Shedding Light on the Problem of Dark Data
More than 80 percent of enterprise data is considered “dark,” defined as data that is captured and stored—yet never used.
Dark data refers to data that enterprises capture and store, often as part of their regular business processes, that they simply fail to use. Hidden and usually unstructured, dark data is expensive to store and secure, but most companies do so for compliance reasons.
There are many reasons why dark data is unused. Some holds little value. A lot does have value but enterprises haven’t developed the strategy, business processes and/or IT processes to extract or analyze it.
Dark data contributes to an “analytics deficit,” meaning enterprises have a surplus of data, but a shortage of insights from it. There is a latent opportunity to use more of their existing data to better serve their customers, compete and operate.
The costs of dark data include loading, updating, storing and managing unused data—which consumes IT personnel time, storage space and CPU cycles. This time and infrastructure could be better spent on higher-value work.
The most successful enterprises identify and extract value from more of their data assets. They also identify and reduce the cost of managing data with little or limited value.
Different parts of a large financial services organization might engage the same customer with multiple services, including mortgages, life insurance and commercial banking.
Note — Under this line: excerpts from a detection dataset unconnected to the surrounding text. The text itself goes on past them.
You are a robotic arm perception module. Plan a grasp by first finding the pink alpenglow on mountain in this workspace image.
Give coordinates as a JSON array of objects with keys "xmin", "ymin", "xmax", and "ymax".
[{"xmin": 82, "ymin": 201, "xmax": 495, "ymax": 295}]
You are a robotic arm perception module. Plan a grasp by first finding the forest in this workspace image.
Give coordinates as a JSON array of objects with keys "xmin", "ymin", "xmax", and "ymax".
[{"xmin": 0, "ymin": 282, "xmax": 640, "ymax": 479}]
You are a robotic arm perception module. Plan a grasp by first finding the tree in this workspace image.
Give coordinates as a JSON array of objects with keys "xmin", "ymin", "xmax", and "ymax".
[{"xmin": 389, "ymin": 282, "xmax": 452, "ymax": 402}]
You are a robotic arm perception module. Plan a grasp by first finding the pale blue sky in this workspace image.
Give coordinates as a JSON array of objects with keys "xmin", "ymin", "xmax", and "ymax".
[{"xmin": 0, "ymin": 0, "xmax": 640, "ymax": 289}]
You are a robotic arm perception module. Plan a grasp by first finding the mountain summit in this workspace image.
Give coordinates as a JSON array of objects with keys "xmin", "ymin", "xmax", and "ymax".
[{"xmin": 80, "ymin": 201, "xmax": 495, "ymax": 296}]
Those divisions might store customer information that, in isolation, has no direct value so it goes untouched. But with unified analysis, it could offer a deeper customer view that might identify new cross-selling or upselling opportunities.
By identifying and moving historical transaction records to the cloud and/or Hadoop, you can reduce your storage cost. You also could create new analytics insights by correlating that data with other data in Hadoop.
The first step is to understand whether and how different data sets—databases, tables and columns in a data warehouse—are used, by whom and at what cost. These metrics help IT make better decisions about where to place their data and how to use it.
At a strategic level, the key is for enterprises to start thinking about how to make better decisions once they make new combinations of data with what they already have.